# OCR Alliance AO



## acckids (Jan 2, 2003)

I went in a bike shop today and they had the new 07 OCR Alliance AO. $1999. I have no idea how it rides but it was spec'd nicely and the top tube aluminum/carbon junction was seamless. The seat tube was a little confusing because I could not tell if the whole tube was aluminum or if it was carbon all of the way to the bottom bracket lug. The salesman did not know either. 

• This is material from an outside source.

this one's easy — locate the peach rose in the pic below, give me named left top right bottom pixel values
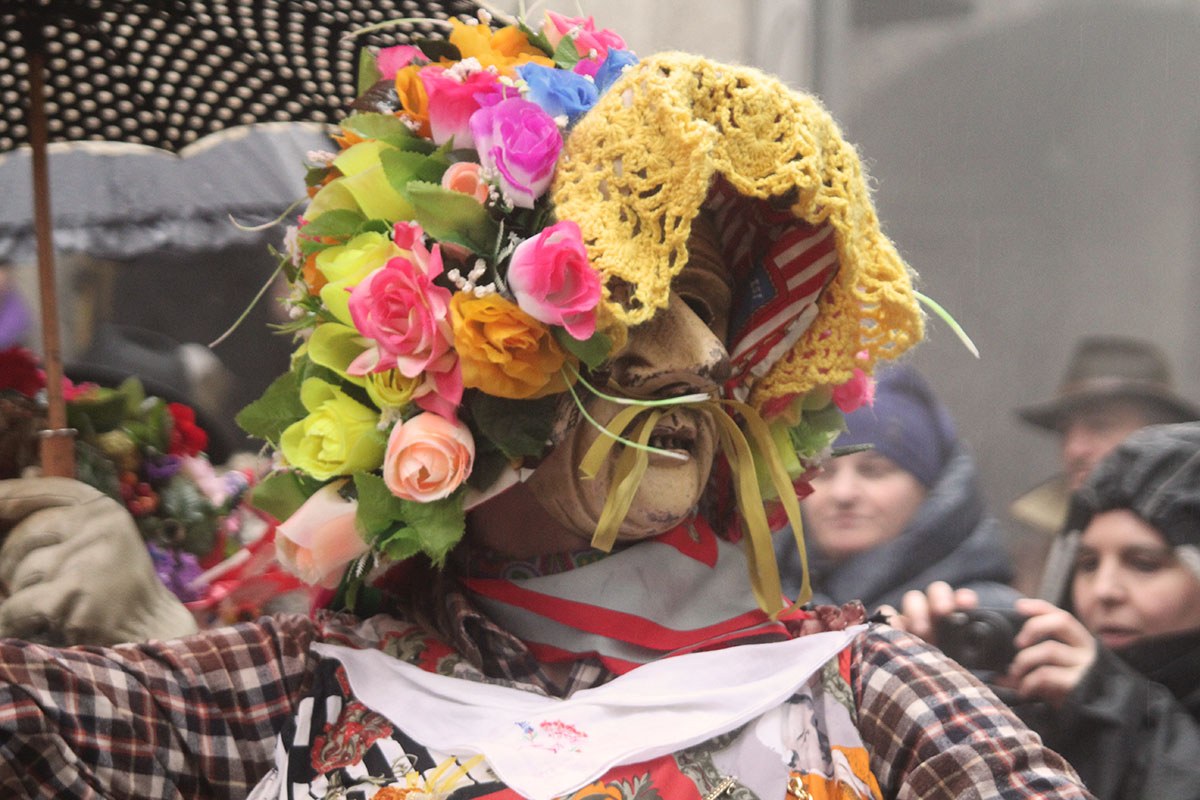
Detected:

The overall quality was great and had the "bling" affect on me at least. Should be interesting to see what others say about the ride.


----------



## JimmyC (Feb 22, 2006)

By the looks of the Alliance cross section picture on the Giant website, the seat tube is carbon, then aluminium wraps around it all the way down to form part of the bottom bracket. The carbon remains bonded full length to the inside of the tube... pretty funky. I'd love to hear from anyone that's ridden one... 

J. 

http://www2.giant-bicycles.com/en-AU/technology/alliance/alliance_image/


----------



## wins (Jan 17, 2007)

hi

im also saw this ad and thinking to get the Giant TCR Alliance TM. however i don know much about carbon + aluminium frame quality. the frame damn nice as it looks like TCR advance TM.

can any expert share your knowledge? thanks!


----------